Forum: Ruby Hpricot elem index/position

Announcement (2017-05-07): www.ruby-forum.com is now read-only since I unfortunately do not have the time to support and maintain the forum any more. Please see rubyonrails.org/community and ruby-lang.org/en/community for other Rails- und Ruby-related community platforms.
(Guest)
on 2008-10-06 20:12
(Received via mailing list)
Hey,

Trying to find the String index of an Hpricot::Elem within its doc.
For example..

doc = Hpricot("<a>bob</a><a>james</a><a>dan</a>")
elem = doc.search("a")[1]
elem.start #=> 10 ( the first '<' of the second a tag.)
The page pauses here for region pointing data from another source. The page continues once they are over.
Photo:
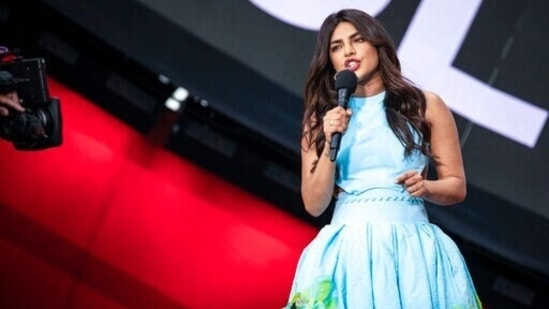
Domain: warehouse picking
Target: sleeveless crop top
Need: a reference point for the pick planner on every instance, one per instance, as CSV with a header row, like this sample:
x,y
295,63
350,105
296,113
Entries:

and eventually the following would be good..

elem.length #=> 12
elem.end #=> 21

Any thoughts appreciated!
Henners
Mark T. (Guest)
on 2008-10-07 00:55
(Received via mailing list)
On Oct 6, 10:19 am, "removed_email_address@domain.invalid"
<removed_email_address@domain.invalid> wrote:
>
> elem.length #=> 12
> elem.end #=> 21
>
> Any thoughts appreciated!
> Henners

My first thought is: Why do you want that information? Character
position is meaningless in an XML and HTML DOM. Whitespace can change
character positions without affecting the DOM at all.

-- Mark.
(Guest)
on 2008-10-07 12:00
(Received via mailing list)
Hi Mark,

I'm writing a broken link reporting type tool. When I find a dodgy tag
I'd like to be able to relay the character position and or line number
to the user. Useful for debugging.

Thanks -h
Mark T. (Guest)
on 2008-10-07 17:57
(Received via mailing list)
On Oct 7, 3:58 am, "removed_email_address@domain.invalid"
<removed_email_address@domain.invalid> wrote:
> Hi Mark,
>
> I'm writing a broken link reporting type tool. When I find a dodgy tag
> I'd like to be able to relay the character position and or line number
> to the user. Useful for debugging.

So, are you really interested in broken *links* (as in a GET does not
return a 200 result code) or broken HTML? I have done the former via
AJAX (jQuery sends links to a backend rails action, and if it is
broken changes the class of the link to display a red background). The
latter may be able to be done with libxml, which reports the character
position of broken input.

-- Mark.
(Guest)
on 2008-10-07 18:30
(Received via mailing list)
Well, I suppose there are incorrectly formatted links too... I was
talking about correctly formatted links that point to a 400+ status
code resource. Something libxml would not pick up since I guess you're
talking about its syntax checking bit.

Since the entire document is accessible from the Hpricot::Elem it
seems plausible to count the characters up to and after the element. A
15min look at the source didn't reveal anything obvious.. Have a nasty
feeling that this type of thing would have to be done in the compiled
C section of it..
Mark T. (Guest)
on 2008-10-07 21:40
(Received via mailing list)
On Oct 7, 10:28 am, "removed_email_address@domain.invalid"
<removed_email_address@domain.invalid> wrote:
> Well, I suppose there are incorrectly formatted links too... I was
> talking about correctly formatted links that point to a 400+ status
> code resource. Something libxml would not pick up since I guess you're
talking about its syntax checking bit.

Well, libxml stores the line number of every element. So you can
extract all links, check them, and print out element.line_num for each
one that fails the check.

Here's some starter code:

#----------------------------------------------

require 'rubygems'
require 'xml'

XML::Parser.default_line_numbers = true

html = <<END_HTML
  <html>
  <head><title>test</title></head>
  <body>
    Here is a <a href="http://brok.en">broken link.</a>
  </body>
  </html>
END_HTML

parser = XML::Parser.string html
doc = parser.parse

def broken?(link)
  true
end

doc.find("//a[@href]").each do |link|
  if broken?(link)
    puts "Broken link to #{link['href']} on line #{link.line_num}"
  end
end
Mark T. (Guest)
on 2008-10-08 07:00
(Received via mailing list)
On Oct 7, 1:36 pm, I wrote:
> Well, libxml stores the line number of every element. So you can
> extract all links, check them, and print out element.line_num for each
> one that fails the check.

Oops, my example mistakenly used the XML parser, so replace that with
XML::HTMLparser since you are parsing HTML.

-- Mark.
(Guest)
on 2008-10-08 23:08
(Received via mailing list)
Thanks for the hint towards to libxml-ruby! I didn't even know it
existed. Can't see anything for character position but very happy
indeed. Will have a go at implementing it myself when poss..

cheers
-h
This topic is locked and can not be replied to.